The index of SQL Server is different from that of Oracle. The clustered index of SQL Server actually sorts the table according to the order of the clustered index fields, which is equivalent to the index of oracle. SQL Server's clustered index is a form of organization of the table itself, so it is very efficient. Also because of this, insert a record, its position is not randomly placed, but in order to put on the data page that should be placed, if that data page has no space, it will cause the page to split. So it is obvious that the clustered index is not built on the order fields of the table, and the table is prone to page splitting.

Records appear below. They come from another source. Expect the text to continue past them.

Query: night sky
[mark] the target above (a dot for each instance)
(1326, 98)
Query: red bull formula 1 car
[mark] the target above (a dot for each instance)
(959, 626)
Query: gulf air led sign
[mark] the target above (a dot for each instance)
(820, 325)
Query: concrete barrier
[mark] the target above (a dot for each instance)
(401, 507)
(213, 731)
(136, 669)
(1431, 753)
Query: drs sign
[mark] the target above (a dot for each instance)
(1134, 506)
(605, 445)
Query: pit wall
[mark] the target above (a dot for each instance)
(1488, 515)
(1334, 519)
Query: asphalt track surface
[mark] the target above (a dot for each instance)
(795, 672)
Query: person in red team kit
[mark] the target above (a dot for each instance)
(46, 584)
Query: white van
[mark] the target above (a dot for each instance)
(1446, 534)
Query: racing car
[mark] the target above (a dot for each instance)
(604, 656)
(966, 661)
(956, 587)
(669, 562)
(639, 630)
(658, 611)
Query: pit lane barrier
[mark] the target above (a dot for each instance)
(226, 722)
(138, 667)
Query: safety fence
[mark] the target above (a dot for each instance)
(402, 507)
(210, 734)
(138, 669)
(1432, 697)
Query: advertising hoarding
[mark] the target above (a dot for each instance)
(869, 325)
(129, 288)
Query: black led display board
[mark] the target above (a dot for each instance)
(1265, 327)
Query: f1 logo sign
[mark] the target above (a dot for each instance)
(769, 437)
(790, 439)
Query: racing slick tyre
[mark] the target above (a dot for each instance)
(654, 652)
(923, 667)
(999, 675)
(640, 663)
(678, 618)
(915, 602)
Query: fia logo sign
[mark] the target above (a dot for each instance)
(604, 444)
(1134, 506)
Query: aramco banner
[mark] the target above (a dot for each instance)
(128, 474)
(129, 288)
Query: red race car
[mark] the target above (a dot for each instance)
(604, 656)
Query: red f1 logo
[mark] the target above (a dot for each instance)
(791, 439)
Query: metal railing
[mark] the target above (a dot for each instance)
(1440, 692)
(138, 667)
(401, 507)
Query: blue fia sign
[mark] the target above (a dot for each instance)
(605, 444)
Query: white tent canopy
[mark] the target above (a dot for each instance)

Once encountered a situation, a buddy of a table after re-indexing, the efficiency of the insert dropped significantly. It is estimated that the situation is like this. The clustered index of the table may not be built on the order field of the table, and the table is often archived, so the data of the table exists in a sparse state. For example, if Zhang San has placed 20 orders, but only 5 orders in the last 3 months, and the archiving strategy is to retain the data for 3 months, then the past 15 orders of Zhang San have been archived, leaving 15 vacancies, which can be reused when insert occurs. In this case, because there is space available, the page split will not occur. However, query performance is low because the query must scan for spaces that do not have data.
The situation changed after rebuilding the clustered index, because rebuilding the clustered index is to rearrange the data in the table, the original empty space is gone, and the filling rate of the page is very high, and page splitting often occurs when inserting data, so the performance is greatly degraded.
Do you want to give a low page fill ratio for tables where the clustered index is not built on sequential fields? Do you want to avoid rebuilding the clustered index? Is a question worth considering!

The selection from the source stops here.